Saturday, July 21, 2007

Jet Lag

I am unable to tolerate air travel well. It is the disorientation and dizziness. I can always tell when it will happen. Somewhere at about 30,000 feet, I will look out the porthole and see, on the starboard side, several men in orange vests waving metal signs. This is about the time the Dramamine has begun to take hold. Then we bank into a turn, the men wave goodbye, and we go round about some flaring thunderhead and head in the general direction of Baffin Island. Invariably, somewhere at this juncture, the plane begins to gently sway, like a crib. But cribs are penitentiaries for children! Free the children! At this moment, the captain comes on the intercom and everybody looks at each other and wonder why he is hissing so badly, but actually, his voice is scrambled by the static from the thunderstorm and the orange flames of Aurora Borealis arching above. He tosses out some statistics - speed, time of arrival, the elevation, the cabin pressure, his hat size, the number of men bouncing off of the windshield, the depth of the frozen hydrogen accumulating on the wings - and then all of the sudden, the plane goes into a steep dive.
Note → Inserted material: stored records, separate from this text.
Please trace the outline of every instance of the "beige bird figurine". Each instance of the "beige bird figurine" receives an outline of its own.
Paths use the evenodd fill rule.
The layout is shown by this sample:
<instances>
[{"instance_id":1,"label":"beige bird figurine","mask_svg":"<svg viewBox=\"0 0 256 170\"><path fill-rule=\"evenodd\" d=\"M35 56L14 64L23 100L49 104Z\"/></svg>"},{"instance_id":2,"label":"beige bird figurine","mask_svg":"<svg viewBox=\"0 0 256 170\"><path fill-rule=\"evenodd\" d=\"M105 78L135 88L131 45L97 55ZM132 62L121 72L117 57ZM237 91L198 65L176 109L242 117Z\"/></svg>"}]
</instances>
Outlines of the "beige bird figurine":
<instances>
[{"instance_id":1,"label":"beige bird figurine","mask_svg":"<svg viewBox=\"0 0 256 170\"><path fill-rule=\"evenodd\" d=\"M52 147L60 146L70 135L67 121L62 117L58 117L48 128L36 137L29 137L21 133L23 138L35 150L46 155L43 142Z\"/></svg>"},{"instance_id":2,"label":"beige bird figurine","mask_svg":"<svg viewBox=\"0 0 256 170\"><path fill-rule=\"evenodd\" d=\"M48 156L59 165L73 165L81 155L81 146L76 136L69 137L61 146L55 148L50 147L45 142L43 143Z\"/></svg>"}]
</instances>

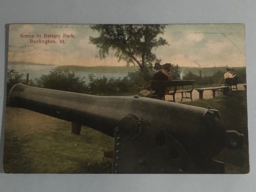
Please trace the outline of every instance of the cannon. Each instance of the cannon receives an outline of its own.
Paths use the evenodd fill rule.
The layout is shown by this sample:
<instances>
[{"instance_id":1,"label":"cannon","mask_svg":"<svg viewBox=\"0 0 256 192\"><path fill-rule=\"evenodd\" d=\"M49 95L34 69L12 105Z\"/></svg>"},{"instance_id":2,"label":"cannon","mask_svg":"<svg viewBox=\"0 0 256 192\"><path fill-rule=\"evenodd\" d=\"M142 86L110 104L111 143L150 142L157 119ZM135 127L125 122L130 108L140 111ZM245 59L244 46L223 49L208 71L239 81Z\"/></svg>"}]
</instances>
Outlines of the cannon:
<instances>
[{"instance_id":1,"label":"cannon","mask_svg":"<svg viewBox=\"0 0 256 192\"><path fill-rule=\"evenodd\" d=\"M115 139L113 173L224 173L213 159L242 149L244 135L227 131L218 111L150 98L107 96L18 84L7 100L87 126Z\"/></svg>"}]
</instances>

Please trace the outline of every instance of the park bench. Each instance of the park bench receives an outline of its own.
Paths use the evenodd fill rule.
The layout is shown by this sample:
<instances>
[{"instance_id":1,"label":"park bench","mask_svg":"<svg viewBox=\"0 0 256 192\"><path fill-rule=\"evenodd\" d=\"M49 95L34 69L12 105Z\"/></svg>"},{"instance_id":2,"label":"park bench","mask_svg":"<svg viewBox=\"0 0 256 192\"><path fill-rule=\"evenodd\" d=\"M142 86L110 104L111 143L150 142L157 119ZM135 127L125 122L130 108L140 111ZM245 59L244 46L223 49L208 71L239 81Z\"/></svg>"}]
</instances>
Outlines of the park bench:
<instances>
[{"instance_id":1,"label":"park bench","mask_svg":"<svg viewBox=\"0 0 256 192\"><path fill-rule=\"evenodd\" d=\"M192 92L194 89L194 85L195 82L196 81L194 80L173 81L153 80L150 82L150 84L148 86L144 88L146 89L144 89L140 92L139 95L150 98L158 99L158 96L155 94L155 92L153 91L156 88L162 87L165 89L167 87L171 88L171 89L168 93L165 94L165 95L172 95L173 99L172 100L168 100L168 101L175 102L175 94L177 93L180 93L181 94L181 101L182 101L184 98L190 99L191 101L193 101ZM188 86L189 86L189 87L188 89L185 88ZM181 89L178 89L180 87ZM187 93L189 94L189 95L187 95ZM143 95L143 94L144 94L144 95Z\"/></svg>"},{"instance_id":2,"label":"park bench","mask_svg":"<svg viewBox=\"0 0 256 192\"><path fill-rule=\"evenodd\" d=\"M212 92L212 96L213 98L215 97L215 93L216 91L219 89L222 89L224 90L224 92L229 91L230 90L229 86L220 86L219 87L205 87L204 88L198 88L195 90L199 93L199 99L202 99L204 95L204 92L205 91L211 90Z\"/></svg>"},{"instance_id":3,"label":"park bench","mask_svg":"<svg viewBox=\"0 0 256 192\"><path fill-rule=\"evenodd\" d=\"M238 77L235 76L231 78L222 78L220 80L220 86L229 86L230 90L233 91L233 89L237 89L237 83L238 83Z\"/></svg>"}]
</instances>

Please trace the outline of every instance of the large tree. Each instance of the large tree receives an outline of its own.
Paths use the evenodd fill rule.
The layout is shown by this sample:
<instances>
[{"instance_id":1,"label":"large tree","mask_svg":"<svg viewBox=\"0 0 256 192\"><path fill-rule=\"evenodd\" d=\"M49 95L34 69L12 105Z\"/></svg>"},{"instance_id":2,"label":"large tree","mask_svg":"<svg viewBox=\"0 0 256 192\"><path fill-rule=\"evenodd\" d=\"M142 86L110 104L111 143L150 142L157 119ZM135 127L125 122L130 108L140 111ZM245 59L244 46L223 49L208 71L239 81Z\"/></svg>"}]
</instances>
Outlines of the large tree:
<instances>
[{"instance_id":1,"label":"large tree","mask_svg":"<svg viewBox=\"0 0 256 192\"><path fill-rule=\"evenodd\" d=\"M99 49L99 57L105 58L112 50L119 61L125 60L127 65L137 64L141 69L157 60L152 52L153 48L168 44L158 35L164 34L164 25L94 25L90 27L100 34L98 37L90 37L90 42Z\"/></svg>"}]
</instances>

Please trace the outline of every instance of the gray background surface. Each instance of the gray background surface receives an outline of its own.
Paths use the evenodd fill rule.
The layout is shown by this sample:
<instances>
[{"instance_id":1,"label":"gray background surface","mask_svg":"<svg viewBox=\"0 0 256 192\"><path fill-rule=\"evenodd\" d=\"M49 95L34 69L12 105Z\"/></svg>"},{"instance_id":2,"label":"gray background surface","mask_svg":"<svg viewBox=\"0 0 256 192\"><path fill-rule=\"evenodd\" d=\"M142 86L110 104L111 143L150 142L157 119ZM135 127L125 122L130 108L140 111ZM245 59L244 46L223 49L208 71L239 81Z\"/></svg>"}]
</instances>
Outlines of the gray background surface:
<instances>
[{"instance_id":1,"label":"gray background surface","mask_svg":"<svg viewBox=\"0 0 256 192\"><path fill-rule=\"evenodd\" d=\"M10 23L245 24L250 173L240 175L0 173L0 191L255 191L256 1L110 0L0 1L0 162L3 153L4 25ZM1 170L2 172L2 171Z\"/></svg>"}]
</instances>

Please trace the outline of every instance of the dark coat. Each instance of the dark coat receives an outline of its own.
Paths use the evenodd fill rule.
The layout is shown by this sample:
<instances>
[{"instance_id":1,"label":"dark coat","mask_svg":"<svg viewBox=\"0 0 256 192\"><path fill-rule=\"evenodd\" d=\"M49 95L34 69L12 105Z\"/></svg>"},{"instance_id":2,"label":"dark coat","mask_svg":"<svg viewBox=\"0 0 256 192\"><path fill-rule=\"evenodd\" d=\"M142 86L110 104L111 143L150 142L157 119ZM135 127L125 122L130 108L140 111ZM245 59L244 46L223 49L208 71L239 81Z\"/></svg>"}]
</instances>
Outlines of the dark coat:
<instances>
[{"instance_id":1,"label":"dark coat","mask_svg":"<svg viewBox=\"0 0 256 192\"><path fill-rule=\"evenodd\" d=\"M168 77L165 74L159 71L154 74L152 80L158 80L159 81L168 81ZM156 91L156 94L158 95L159 98L161 99L164 98L165 93L165 88L164 87L157 87L155 88L154 91Z\"/></svg>"}]
</instances>

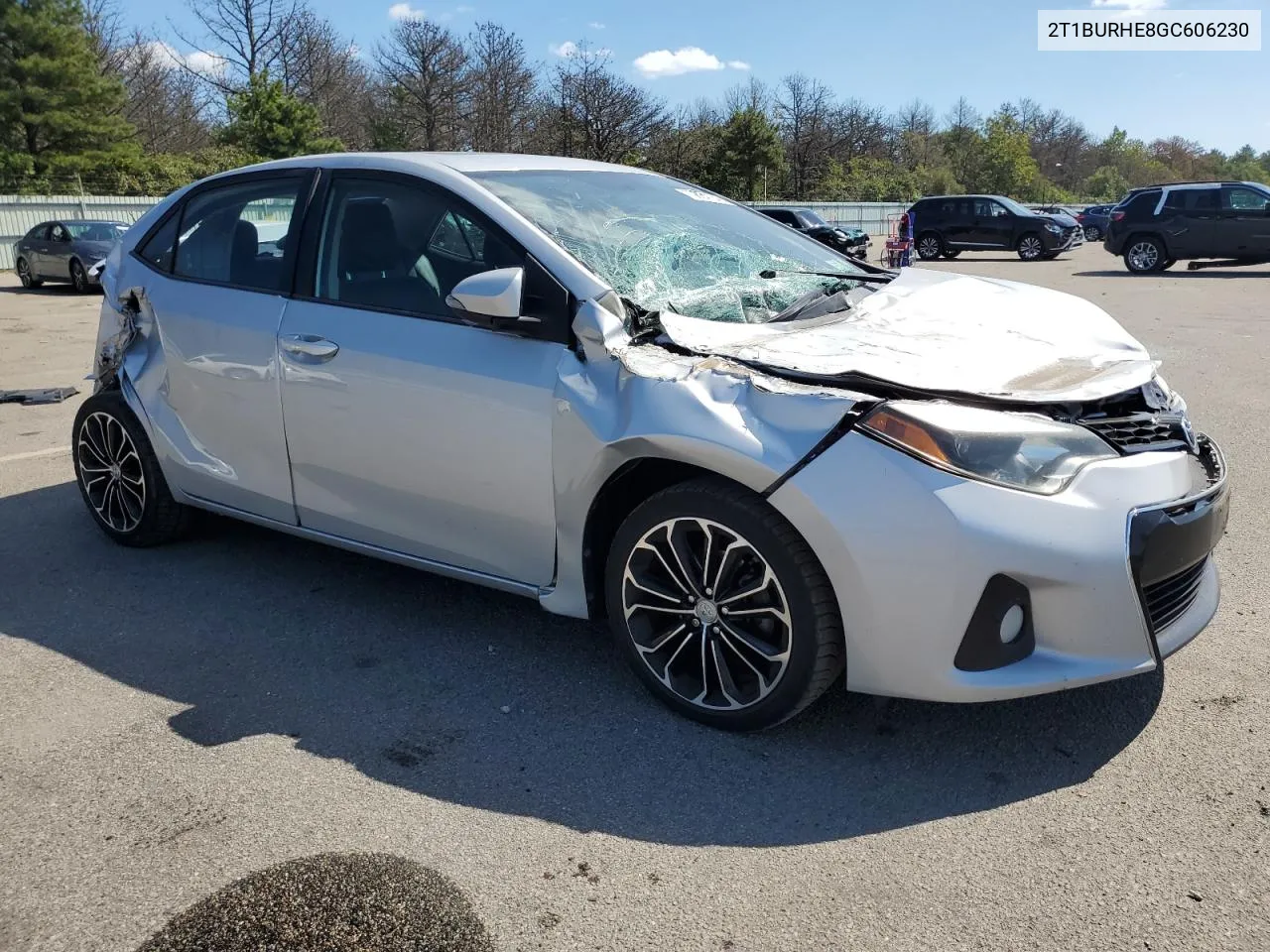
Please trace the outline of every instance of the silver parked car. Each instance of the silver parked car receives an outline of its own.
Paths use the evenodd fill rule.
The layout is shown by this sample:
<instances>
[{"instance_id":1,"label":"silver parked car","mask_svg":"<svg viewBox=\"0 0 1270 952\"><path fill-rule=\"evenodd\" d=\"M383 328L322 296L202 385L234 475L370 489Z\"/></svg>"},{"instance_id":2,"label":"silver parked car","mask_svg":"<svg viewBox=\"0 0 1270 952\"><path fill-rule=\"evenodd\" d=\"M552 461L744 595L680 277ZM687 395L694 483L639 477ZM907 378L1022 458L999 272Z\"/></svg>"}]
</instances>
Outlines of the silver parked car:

Fortunately, it is about then that I have fallen asleep, and I do never get to see how we pull out of it.
I think of this because the summers are sort of like that plane ride, only on the ground. I wake up in the middle of the night and I do not know where I am. The next day I drive to the survey site and all the vegetation is gone, stripped by a hailstorm the night before. I call Amy on the walkie talkie and she does not know who I am. Tomorrow I am expecting there will be rare invisible tornadoes and we will find that all of our movements during the day were worked out by two men playing chess in the coffee shop in town, both of whom have criminal records.
So, let it be that what that may be. What I mean is, a couple weeks ago we were experiencing this in Montana!



















And then this!














The Castle Mountains and the Firehole River. As far as I can tell, I believe that is where we were.